The Paradox of Black Existence

If I had known upfront that this movie was going to go here, I might have watched it sooner. To be completely honest, the action beats are amazing but all of them undergird the idea that Terry has to go out of his way to do ‘what he has to do’ but all within the confines of the law. Art imitating life is one thing, but to do so in an action movie is rare. 

Not to take away from what The Matrix, Equilibrium, and Snowpiercer accomplish with their commentary. But those are firmly science fiction.


Terry (Aaron Pierre) attempts to get legal counsel from Summer (AnnaSophia Robb). Image courtesy of Netflix (2024).

Rebel Ridge approaches social commentary while maintaining a grounding rarely seen in the genre. More than anything, it leans into something I recall from Toni Morrison. She cites an epiphany she had during segregation and understood that she had ‘the moral high ground’. Because racists were so needlessly petty, it implied that something was inherently wrong with their moral compass. To push back against someone’s harmful moral compass and not beat their ass is a Herculean undertaking. One that non-white folks in the US go through daily. Terry embodies the saying, “They’re lucky we want equity and not revenge.”

This moral high ground is why Terry tears through every single officer, knowing he could kill each and every one of them, yet going above and beyond to keep them alive. The climactic action sequence has Terry spanking these guys while providing life-saving triage at the same time.

Acting Performances

Aaron Pierre sizzles in this movie and makes a hell of a splash as an action star. Mind you, this is the same man who I first learned about from his performance in Barry Jenkins’ Underground Railroad. A masterclass in showcasing dignity in a time of great indignity. I hope to see a lot more of Pierre in the future.

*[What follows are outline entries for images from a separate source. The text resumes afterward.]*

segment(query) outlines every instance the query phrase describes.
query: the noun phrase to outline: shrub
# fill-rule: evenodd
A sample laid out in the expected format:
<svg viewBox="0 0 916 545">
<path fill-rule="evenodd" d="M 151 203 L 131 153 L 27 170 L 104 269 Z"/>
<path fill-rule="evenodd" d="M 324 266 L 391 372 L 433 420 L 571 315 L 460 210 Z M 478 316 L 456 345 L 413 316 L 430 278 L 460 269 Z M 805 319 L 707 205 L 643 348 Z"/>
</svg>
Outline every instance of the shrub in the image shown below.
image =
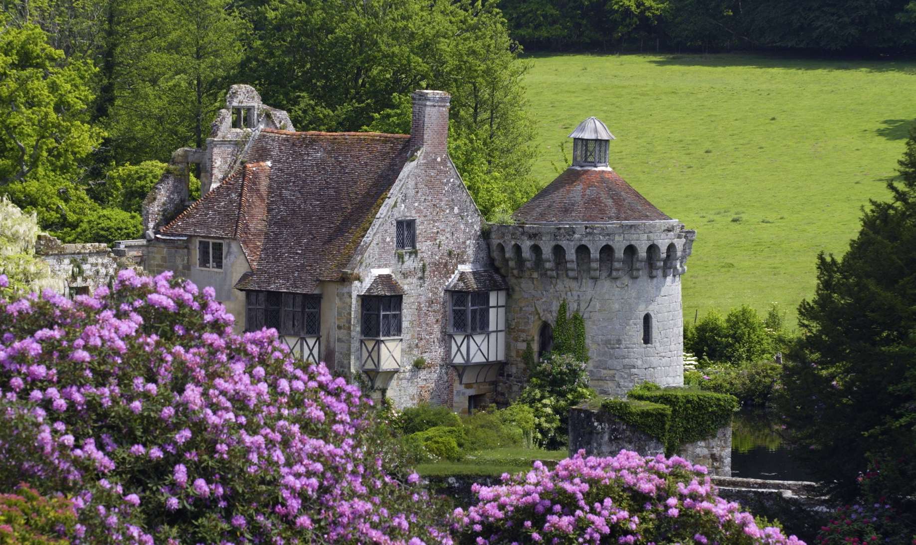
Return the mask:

Don Johnson has found his stride in his villain era. He is a force in this movie and he’s just so damn cool about it. The casual systemic racism and capitalism combo went so well. It was almost like a reprise of his Knives Out character, just with a backbone and the support of a police station.

AnnaSophia Robb rounds out the core cast, she’s come a long way from Bridge To Terabithia. Her turn as Summer McBride, the paralegal looking for redemption is full of nuance. Often, in an action movie, this character is as flat as they come. They only serve the main characters’ needs and often become the love interest by the end. Robb shines by giving this character so much dimension off the page. The choices she makes are a great example of how to redefine archetypes. I loved how she fit into the story.

Rebel Ridge
A long way from Miami Vice. Don Johnson in his villain era. image courtesy of Netflix (2024)

In Conclusion

Rebel Ridge is the goods y’all. I’m not sure how writer/director Jeremy Saulnier thought to combine intense action with such thoughtful and human experiences, but they came together perfectly to make a damn good movie. Rebel Ridge is available on Netflix.